Beyond the universe of AIDS experts, however, many people involved in international affairs say appeals to realism like this do not go far enough. For them, the central lesson of the Sept. 11 terrorist attacks is that in today's globalized world there is no such thing as lasting insulation from other people's crises. When entire societies are allowed to collapse and human miseries are permitted to fester, sooner or later those who had the means to help do something about it but didn't will have a steep bill to pay.
TODAY, some people will say, `Why should we care?' " said Joseph S. Nye Jr., dean of the Kennedy School at Harvard University and author of "The Paradox of American Power" (Oxford University, 2002). "Well, in the mid-1990's, many people said pretty much the same thing about Afghanistan: `It is in terrible shape, but what does it matter to us?' On Sept. 11 we found out what it matters to us."
If the challenge from AIDS was limited primarily to Africa, a continent perennially shunted to the periphery of the world's concerns, some might still maintain that wealthy nations need do little more than apply the kinds of Band-Aids and moral salves that are being employed there now. According to yet another statistic issued in Barcelona, although 28.5 million of the world's 40 million people infected with H.I.V. live in Africa, only about 30,000 Africans are receiving treatment with anti-retroviral drugs.
Year by year, however, it is becoming clearer that Africa is hardly alone. In Russia, the rate of infection is growing as fast as anywhere. China and India each acknowledge millions of recent cases, and yet both are thought to be vastly underreporting the crisis. In Indonesia, the disease has been spreading like wildfire.
In the future, the main hotspots highlighted in any new atlas of this epidemic will be major countries (albeit not Western ones) that are the anchors of entire regions. The doomsday scenarios that full-blown AIDS epidemics in all these places imply are almost too extreme to contemplate.
For self-interested Westerners, it is easy to conjure images of the devastation that could visit the more affluent parts of Europe if the former Soviet empire were to be sucked into the AIDS vortex: refugees streaming into Europe, economic collapse, even the outbreak of violence on such a scale that the rich nations might be forced to intervene. But the West is less accustomed to contemplating more distant catastrophes.
In thinking about India and China, Africa may once again serve as the best cautionary model of how a disease can change the course of human history. Africa, with all its problems, had made great strides in terms of life expectancy, and in some countries, economic development as well. Like a century suddenly torn off a calendar, those gains are now being wiped out, and with one-third or more of adults infected with H.I.V., few institutions can remain intact.
In living memory the world has seen mass death in places like China, with its great famine, and the damage has stayed contained. This is a vastly different era, though, one of huge trade and investment linking all parts of the world, not to mention the proliferation of nuclear weapons. And the wholesale collapse of institutions, like China's army — the world's largest — is something mankind has never seen.
Yet these are precisely the kinds of threats that the international conference-goers have been warning of.

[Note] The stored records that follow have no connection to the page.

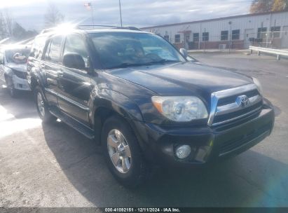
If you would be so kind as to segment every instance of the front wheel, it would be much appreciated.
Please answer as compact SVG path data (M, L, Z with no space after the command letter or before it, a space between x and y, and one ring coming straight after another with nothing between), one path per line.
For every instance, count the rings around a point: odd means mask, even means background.
M38 114L43 122L49 123L56 119L56 118L50 113L42 90L39 86L36 87L34 90L34 100Z
M123 185L136 187L151 177L137 139L130 125L121 118L108 118L103 126L102 146L108 167Z

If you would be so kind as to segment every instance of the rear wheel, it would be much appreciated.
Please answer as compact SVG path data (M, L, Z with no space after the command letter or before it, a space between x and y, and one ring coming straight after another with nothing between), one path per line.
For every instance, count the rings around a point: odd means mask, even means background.
M43 122L48 123L56 120L56 118L50 113L42 90L39 86L35 88L34 100L38 114Z
M102 146L108 167L123 185L135 187L151 177L137 139L130 125L121 118L108 118L101 135Z

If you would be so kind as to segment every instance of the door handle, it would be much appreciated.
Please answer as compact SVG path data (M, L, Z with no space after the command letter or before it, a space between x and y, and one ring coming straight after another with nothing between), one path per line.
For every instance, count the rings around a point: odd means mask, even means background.
M47 69L47 67L44 64L41 64L41 69Z
M58 70L58 76L59 77L63 77L63 76L64 76L63 74L64 74L64 72L62 69Z

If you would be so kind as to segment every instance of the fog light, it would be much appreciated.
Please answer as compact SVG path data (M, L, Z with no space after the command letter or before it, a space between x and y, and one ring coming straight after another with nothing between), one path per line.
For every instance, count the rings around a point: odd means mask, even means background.
M181 145L176 148L175 154L178 158L184 159L187 158L190 153L191 152L191 149L188 145Z

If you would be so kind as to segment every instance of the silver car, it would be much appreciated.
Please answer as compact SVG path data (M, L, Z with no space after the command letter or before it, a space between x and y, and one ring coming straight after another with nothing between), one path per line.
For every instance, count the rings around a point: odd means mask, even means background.
M30 49L25 46L1 47L0 49L0 81L16 97L19 90L30 90L27 80L27 60Z

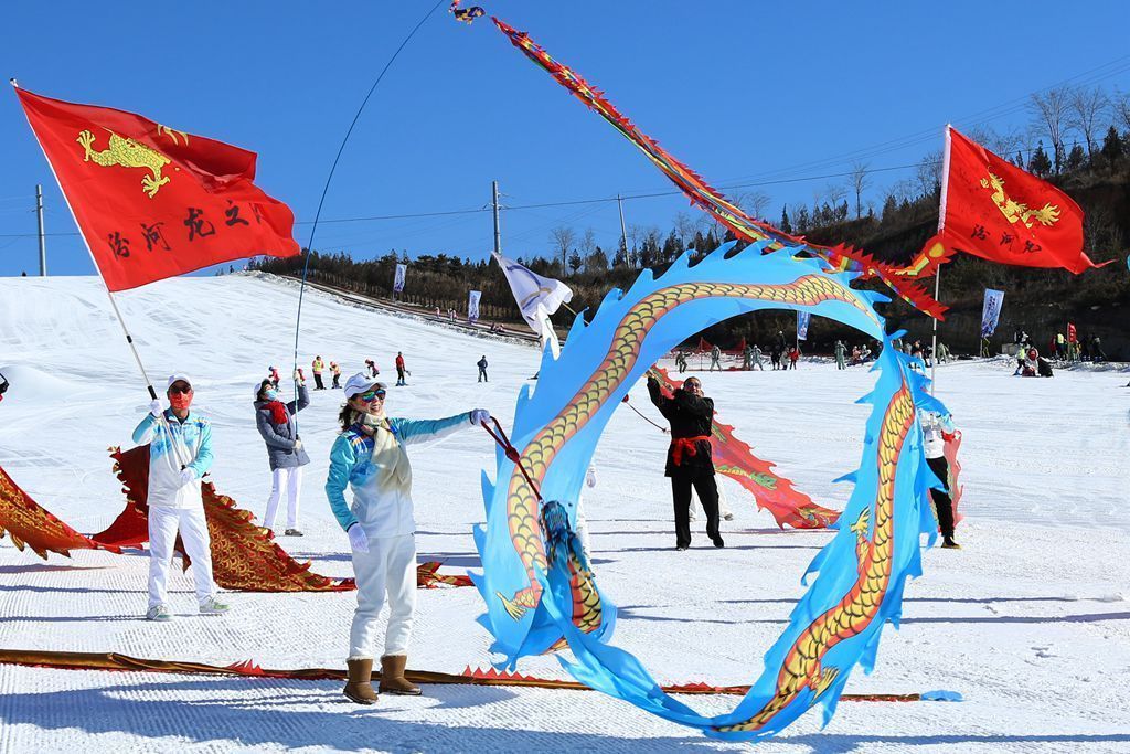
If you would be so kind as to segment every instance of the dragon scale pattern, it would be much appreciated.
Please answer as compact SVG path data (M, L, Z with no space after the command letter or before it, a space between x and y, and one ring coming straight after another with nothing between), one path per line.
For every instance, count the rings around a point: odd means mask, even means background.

Given such realities, it would seem the world is rapidly approaching a critical fork in the road. One way, perhaps, lies death on a scale unseen since the worst plagues of the past. The other way lies a Herculean common struggle against AIDS, of uncertain outcome. Either way, experts from a multitude of disciplines say everyone — rich and poor — will be involved.
"The message of Sept. 11 is that there are no more quarantines," said Ramesh Thakur, a political scientist and vice rector of the United Nations University in Tokyo, "and isolation is an illusion."